There’s been some controversy about the booksigning, so it deserves a post to itself.
This turned out to be the biggest booksigning ever, anywhere, Guinness Book of Records-worthy. So there were problems. But there were also successes.
The handling of the big authors was better than previous years. People wanting to see their favourite big name were given wristbands for signing, so they knew to turn up at the right time. That kept lines to a reasonable size and meant the readers could walk around and see the other authors.
Indie authors are complaining that they didn’t get the same breaks as the traditionally published authors. Apparently indie books, i.e., books that are on consignment, have to be stickered, while the traditionally published were handled by Barnes and Noble. So the traditionally published were in one room and indie authors, some of them huge names, were in the other ballroom.
I signed in the trad room. However, I would have appreciated the chance to sign my indie books too, specially my new releases from Loose-Id. However, the twain didn’t seem to meet. However, I had postcards for my releases, and some spiffy new cards for my new Samhain book, out the week of the signing, and the upcoming Kensington release which is coming out in August.

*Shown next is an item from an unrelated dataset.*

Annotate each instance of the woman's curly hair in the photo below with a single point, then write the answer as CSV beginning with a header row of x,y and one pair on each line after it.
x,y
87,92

Other writers, especially the indies, weren’t as happy. Their section wasn’t as well attended, and few authors sold out of their books. Since the ballrooms were only separated by a hallway, and the volunteers were directing the readers to both places, it seems to be signing fatigue by the readers. Many of them said to me that it was too much, that they were rushing around and only managing to see their favorites. The announcer in the main room frequently directed people to the other room, so the readers knew it was there. A longer signing? But the big names, the likes of EL James and Lee Child, wouldn’t want to stay there all day. A lottery to draw names out of a hat? Then some favourite authors might not get spots. I don’t know.
There was one glitch when a volunteer called the indie room the room for “aspiring” authors, but that was quickly corrected and not repeated.
When RT had two booksignings, that seemed to work better, but the earlier, indie booksignings of previous years were often only attended by the readers at the convention. When there are so many more published authors than ever before, the problem is how to fit them all in, or even how to choose the authors who are given places?
The other complaint was about the lines to pay. Ninety minutes standing in line. Wow.